Mais la première lecture nous en donne la clé, justement en nous racontant une histoire de gratitude. Élisée reconnaît l’invitation de la riche Sunamite, se laisse toucher par sa stérilité et lui assure qu’elle aura un fils (2 R 4,8-17). Il n’est possible d’accomplir ce que Dieu nous donne que si d’abord nous en recevons la force, donc par débordement, donc par gratitude.
La gratitude est composée de trois actes qui sont trois « R » : reconnaître ; ressentir ; répondre. Ils tracent en moi un itinéraire qui peut se symboliser par trois organes : les yeux, le cœur, les mains.
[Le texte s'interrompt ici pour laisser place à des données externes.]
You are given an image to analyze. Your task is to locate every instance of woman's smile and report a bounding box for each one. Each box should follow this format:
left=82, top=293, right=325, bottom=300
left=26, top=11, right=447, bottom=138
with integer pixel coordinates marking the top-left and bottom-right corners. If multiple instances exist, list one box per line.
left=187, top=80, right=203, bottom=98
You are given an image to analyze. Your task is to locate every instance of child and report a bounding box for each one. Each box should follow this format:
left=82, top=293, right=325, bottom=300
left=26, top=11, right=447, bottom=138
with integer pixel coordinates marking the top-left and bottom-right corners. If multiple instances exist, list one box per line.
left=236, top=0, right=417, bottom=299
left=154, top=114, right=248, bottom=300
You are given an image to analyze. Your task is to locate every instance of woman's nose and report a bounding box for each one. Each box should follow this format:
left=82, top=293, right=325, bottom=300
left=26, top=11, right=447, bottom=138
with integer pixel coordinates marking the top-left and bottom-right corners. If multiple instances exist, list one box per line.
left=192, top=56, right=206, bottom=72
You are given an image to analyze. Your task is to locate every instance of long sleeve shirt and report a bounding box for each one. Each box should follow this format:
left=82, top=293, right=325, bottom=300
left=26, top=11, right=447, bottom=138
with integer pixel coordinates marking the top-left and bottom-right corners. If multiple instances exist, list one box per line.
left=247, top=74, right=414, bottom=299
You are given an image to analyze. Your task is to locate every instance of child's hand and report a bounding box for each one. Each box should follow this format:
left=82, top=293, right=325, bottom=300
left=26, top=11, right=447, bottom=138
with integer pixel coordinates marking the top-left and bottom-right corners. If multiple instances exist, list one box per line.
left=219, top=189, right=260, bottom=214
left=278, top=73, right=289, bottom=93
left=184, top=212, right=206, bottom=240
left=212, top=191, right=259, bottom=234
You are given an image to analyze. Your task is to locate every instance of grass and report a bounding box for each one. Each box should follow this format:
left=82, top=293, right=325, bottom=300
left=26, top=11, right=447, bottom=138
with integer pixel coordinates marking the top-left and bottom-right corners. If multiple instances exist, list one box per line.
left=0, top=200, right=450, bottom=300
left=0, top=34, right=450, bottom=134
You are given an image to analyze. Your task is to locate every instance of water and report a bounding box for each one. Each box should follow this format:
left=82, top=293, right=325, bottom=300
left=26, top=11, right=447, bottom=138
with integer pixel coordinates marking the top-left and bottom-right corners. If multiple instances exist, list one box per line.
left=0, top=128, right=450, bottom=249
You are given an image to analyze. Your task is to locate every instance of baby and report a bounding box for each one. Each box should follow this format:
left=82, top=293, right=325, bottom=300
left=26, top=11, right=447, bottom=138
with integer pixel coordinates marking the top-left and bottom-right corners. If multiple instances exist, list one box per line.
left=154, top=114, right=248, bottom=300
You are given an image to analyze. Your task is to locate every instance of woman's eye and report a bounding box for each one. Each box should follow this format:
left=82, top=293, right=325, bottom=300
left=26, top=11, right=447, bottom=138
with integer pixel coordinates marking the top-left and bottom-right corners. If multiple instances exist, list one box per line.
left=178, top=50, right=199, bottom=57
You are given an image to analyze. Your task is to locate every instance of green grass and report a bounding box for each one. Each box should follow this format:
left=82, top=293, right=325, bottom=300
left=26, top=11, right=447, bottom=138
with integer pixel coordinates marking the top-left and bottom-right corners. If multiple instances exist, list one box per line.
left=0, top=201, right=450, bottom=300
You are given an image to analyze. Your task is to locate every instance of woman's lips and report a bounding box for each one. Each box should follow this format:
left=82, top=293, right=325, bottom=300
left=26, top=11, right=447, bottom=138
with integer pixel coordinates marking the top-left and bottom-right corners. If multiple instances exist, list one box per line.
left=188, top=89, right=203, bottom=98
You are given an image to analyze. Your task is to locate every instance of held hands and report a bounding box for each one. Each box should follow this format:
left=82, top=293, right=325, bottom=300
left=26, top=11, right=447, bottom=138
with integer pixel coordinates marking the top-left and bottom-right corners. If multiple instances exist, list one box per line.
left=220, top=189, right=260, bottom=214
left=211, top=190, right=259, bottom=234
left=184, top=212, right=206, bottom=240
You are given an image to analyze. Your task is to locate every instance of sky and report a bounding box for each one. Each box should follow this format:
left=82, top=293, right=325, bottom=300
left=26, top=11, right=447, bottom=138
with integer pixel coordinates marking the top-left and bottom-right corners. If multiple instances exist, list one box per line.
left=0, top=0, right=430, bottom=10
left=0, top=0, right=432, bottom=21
Comme le prophète Élisée qui reconnaît le don gratuit de la femme (les yeux), se laisse toucher par son service attentionné à son égard (le cœur) et désire la remercier (les mains). Comme le soldat Ryan qui voit tout ce que ces militaires ont fait pour lui (les yeux), en est ému en profondeur (le cœur) et souhaite y répondre par une vie de « bien ».
Comme une ellipse, double est le centre de la gratitude. Le premier est la reconnaissance de la gratuité. Par exemple, si quelqu’un vous rend service, vous êtes rempli de gratitude ; mais si vous découvrez qu’il attend que vous lui renvoyez l’ascenseur, votre reconnaissance s’évapore aussitôt. La gratitude est proportionnelle à la gratuité. Le second est l’émotion. Les études scientifiques le montrent : la reconnaissance est bienfaisante et transformante (jusqu’à allonger la durée de la vie et en améliorer la qualité) seulement si nous nous laissons rejoindre et toucher, si nous discernons derrière le don le Donateur aimant.
- Comment vivre cette gratitude ? Les vacances qui arrivent sont à la fois un bon moment, mais aussi un moment que l’on peut redouter. Par exemple, parce que l’on va se retrouver en famille et que les relations sont parfois tendues ; parce que l’on est seul et que l’on craint la tristesse de l’isolement. Trois conseils.
Primo, vivre l’instant présent au lieu de nous focaliser sur les regrets passés ou les craintes de ce qui est à venir. En ces jours où sort le cinquième Indiana Jones qui, malheureusement, n’est pas de Spielberg et n’en a pas le génie, permettez-moi de citer un autre passage d’un de ses films (qui n’est pas l’un de ses meilleurs !) : I.A. Nous y entendons cet échange riche de sens : « Quel jour sommes-nous ? – Aujourd’hui. » J’y entends résonner la parole de sainte Thérèse de l’Enfant-Jésus dans l’une de ses poésies : « Tu le sais, ô mon Dieu ! pour t’aimer sur la terre / Je n’ai rien qu’aujourd’hui [1] !… » Pour recevoir un présent (don), donc vivre de la gratitude, encore faut-il lui être présent (attentif) et vivre au présent (maintenant).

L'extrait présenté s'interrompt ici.